Facebook’s IPO is going to be larger than Google’s. Already, many Facebook employees feel rich, knowing that their stock options can soon be turned into lots of cash, and their spending habits may have already adjusted to that in anticipation. But after the IPO, their wealth will become liquid, and spending will start in earnest, or at least, that’s what everyone around them is hoping for.
They will buy fancy houses, expensive cars, toys, and gadgets, and those that feel really smart because they’re suddenly among the one-percenters will dabble in angel investing, and much of that money will evaporate from their accounts and dissipate into the local economy and into the accounts of those who’ve been waiting for years for just that moment. Each step along the way, the state of California and cities will extract their share through sales taxes (8.25% – 8.5% in much of the Bay Area), through vehicle registration fees (around 10% in many cities), and through other means. And then, in 2013 and 2014, there will be the real manna: capital gains taxes.
Already, interest groups and lobbyists are forming thick droves around state legislators, even when they go to the bathroom, to urge them to fund worthwhile programs and ridiculous boondoggles alike. After years of unpopular, nay detested budget cuts, pressures are immense from all sides to shovel money this way and that way before any of it has even arrived and plow it not only into one-time projects, but into ongoing programs that will then run out of money because manna is a one-time event.

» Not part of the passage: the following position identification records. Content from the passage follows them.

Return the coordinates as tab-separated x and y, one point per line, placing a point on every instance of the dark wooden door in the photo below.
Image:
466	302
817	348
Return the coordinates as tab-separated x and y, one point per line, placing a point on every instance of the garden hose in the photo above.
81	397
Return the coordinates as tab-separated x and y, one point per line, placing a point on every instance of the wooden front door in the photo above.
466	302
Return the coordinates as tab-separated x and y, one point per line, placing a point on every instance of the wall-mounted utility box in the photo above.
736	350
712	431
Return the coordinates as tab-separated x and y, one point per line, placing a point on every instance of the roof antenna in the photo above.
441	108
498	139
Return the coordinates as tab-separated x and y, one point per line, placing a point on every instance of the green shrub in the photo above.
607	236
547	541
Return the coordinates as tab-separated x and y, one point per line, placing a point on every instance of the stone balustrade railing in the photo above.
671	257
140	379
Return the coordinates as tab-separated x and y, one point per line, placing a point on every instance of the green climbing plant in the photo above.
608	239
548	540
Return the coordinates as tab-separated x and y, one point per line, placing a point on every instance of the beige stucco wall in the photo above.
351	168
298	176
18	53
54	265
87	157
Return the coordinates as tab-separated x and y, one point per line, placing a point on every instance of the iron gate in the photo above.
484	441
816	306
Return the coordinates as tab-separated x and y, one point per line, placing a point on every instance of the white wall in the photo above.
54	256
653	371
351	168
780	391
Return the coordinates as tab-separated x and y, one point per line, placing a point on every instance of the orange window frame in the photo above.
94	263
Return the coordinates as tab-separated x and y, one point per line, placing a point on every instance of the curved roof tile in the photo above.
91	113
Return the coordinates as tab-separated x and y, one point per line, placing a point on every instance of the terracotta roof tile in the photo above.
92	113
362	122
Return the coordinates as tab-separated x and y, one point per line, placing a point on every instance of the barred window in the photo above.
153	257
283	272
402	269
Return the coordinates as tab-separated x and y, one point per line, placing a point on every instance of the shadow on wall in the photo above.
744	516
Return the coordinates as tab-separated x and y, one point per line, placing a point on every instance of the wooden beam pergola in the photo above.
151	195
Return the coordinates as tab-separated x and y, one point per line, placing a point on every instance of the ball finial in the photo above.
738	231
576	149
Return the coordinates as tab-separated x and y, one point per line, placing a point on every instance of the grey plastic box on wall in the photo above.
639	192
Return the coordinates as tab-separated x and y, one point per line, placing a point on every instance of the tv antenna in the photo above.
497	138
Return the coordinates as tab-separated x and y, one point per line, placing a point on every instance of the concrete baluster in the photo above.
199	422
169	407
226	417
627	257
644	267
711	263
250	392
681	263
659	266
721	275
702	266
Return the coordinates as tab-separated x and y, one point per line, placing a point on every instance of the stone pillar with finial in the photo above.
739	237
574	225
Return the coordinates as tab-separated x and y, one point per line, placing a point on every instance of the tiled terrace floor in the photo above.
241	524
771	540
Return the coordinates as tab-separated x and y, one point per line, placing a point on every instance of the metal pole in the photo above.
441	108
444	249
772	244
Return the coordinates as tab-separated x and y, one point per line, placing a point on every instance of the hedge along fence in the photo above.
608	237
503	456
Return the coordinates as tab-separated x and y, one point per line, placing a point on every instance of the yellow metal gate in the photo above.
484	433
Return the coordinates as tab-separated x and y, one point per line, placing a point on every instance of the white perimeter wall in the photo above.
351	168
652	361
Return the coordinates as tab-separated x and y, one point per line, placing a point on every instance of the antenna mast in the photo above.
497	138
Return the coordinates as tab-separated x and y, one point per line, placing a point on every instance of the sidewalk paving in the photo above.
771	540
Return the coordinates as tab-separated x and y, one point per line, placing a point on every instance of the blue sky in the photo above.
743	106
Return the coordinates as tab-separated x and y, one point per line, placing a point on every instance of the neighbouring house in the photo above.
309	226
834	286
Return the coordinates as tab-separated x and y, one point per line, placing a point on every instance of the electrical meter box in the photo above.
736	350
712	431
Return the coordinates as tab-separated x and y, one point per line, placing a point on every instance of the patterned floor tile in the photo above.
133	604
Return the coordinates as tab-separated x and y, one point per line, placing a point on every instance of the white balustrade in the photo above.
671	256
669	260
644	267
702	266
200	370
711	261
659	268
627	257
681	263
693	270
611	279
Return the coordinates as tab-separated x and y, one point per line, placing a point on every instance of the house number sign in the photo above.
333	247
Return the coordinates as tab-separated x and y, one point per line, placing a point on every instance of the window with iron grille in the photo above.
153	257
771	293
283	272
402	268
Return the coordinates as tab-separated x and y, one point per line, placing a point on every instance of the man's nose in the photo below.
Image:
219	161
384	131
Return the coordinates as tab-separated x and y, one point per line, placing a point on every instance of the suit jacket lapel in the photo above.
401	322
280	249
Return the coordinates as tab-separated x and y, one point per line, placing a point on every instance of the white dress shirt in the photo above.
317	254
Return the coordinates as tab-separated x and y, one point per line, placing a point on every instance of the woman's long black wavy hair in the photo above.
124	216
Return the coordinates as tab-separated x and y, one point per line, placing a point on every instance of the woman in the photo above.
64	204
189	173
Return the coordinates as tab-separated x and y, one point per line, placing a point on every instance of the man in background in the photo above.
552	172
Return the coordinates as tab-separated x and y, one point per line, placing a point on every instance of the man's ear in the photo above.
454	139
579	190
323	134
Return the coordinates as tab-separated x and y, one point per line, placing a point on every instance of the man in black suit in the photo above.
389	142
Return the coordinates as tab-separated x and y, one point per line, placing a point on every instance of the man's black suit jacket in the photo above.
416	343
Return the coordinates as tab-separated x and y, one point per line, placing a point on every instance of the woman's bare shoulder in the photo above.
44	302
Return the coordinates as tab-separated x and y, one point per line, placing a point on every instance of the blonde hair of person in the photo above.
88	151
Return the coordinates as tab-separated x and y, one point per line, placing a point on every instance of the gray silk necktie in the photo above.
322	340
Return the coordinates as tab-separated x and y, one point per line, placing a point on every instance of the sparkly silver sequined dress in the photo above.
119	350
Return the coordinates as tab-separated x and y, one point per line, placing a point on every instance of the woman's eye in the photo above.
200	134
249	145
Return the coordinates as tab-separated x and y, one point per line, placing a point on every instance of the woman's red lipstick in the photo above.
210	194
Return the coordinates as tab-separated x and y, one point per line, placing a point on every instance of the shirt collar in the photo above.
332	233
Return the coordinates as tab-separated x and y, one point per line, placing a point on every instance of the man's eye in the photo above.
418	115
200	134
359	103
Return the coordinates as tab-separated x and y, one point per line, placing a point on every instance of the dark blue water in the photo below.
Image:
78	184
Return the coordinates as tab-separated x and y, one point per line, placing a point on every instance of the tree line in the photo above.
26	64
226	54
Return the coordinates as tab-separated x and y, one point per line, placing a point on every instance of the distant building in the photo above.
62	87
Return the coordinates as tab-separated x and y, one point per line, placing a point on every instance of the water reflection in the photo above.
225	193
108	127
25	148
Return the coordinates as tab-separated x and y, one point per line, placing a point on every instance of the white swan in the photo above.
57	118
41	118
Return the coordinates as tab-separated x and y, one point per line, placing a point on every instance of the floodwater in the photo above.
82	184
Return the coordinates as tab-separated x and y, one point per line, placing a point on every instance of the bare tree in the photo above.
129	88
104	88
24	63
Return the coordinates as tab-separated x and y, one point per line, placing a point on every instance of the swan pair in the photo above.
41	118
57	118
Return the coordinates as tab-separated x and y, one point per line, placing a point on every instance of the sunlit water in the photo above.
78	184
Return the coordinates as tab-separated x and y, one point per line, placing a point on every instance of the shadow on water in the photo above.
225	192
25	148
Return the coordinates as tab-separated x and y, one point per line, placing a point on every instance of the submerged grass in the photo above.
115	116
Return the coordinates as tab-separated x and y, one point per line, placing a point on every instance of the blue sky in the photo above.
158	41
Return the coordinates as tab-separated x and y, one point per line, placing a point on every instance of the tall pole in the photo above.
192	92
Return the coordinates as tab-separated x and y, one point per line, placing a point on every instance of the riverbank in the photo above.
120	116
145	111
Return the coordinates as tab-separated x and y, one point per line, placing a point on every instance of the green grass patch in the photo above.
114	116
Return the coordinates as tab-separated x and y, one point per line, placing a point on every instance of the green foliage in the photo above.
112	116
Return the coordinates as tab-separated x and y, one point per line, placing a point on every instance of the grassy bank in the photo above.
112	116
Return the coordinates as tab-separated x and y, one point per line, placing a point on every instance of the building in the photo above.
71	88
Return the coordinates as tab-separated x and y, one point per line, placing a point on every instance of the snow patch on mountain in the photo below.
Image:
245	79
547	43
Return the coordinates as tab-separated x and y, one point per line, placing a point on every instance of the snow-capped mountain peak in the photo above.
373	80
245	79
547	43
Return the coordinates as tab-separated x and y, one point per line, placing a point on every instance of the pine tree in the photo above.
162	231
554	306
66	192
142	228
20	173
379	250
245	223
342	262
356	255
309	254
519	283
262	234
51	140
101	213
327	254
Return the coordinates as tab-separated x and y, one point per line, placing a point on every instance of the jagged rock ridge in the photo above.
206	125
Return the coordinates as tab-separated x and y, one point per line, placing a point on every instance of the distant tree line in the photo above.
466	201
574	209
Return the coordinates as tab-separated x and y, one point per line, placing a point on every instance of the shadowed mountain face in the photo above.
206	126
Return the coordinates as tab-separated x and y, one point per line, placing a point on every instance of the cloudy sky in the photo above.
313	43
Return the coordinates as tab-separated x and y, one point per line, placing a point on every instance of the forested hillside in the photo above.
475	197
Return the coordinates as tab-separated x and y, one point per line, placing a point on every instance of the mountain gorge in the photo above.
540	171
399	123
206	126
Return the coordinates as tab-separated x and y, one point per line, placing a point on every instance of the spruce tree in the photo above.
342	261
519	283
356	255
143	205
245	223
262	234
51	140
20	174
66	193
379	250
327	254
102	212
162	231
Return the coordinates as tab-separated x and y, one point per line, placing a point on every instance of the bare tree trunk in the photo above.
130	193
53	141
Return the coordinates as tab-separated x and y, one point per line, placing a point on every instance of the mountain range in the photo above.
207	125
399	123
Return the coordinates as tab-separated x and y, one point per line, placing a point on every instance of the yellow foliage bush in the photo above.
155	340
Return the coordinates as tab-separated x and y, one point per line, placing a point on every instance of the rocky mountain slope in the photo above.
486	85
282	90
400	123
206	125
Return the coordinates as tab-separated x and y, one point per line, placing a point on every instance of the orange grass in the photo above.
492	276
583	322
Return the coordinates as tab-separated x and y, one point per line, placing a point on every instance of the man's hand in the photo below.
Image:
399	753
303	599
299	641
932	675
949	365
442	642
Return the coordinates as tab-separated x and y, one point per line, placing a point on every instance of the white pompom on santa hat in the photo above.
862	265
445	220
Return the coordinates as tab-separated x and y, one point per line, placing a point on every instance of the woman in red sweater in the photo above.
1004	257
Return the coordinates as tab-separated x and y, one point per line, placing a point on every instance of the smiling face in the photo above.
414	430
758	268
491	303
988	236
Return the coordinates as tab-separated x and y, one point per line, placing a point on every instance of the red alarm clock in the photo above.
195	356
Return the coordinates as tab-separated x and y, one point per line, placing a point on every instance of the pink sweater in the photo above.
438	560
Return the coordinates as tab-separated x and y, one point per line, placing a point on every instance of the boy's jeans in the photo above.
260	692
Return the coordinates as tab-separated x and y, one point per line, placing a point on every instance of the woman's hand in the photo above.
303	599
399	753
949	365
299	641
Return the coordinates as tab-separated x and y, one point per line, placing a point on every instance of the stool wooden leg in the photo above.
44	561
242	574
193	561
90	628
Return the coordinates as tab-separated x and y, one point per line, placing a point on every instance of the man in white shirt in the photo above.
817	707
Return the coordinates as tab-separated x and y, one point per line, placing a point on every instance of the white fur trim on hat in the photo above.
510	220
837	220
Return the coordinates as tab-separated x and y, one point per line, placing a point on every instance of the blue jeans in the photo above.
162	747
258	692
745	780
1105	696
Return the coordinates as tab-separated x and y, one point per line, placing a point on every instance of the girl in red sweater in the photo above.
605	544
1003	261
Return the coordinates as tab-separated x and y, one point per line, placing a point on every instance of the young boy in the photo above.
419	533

There are still some voices of reason audible above the din. Some caution that the money may not be as much as hoped for; some of the big investors may be taxable in other states, and those who are already wealthy may not change their spending habits. Others, like Governor Brown, said that it should be used to reduce California’s mountain of debt.
But this being an election year, promises need to be made and votes need to be bought and elections need to be won. It’s breathing new life into a gigantic project that ran into a wall of resistance after its costs nearly tripled before construction even started.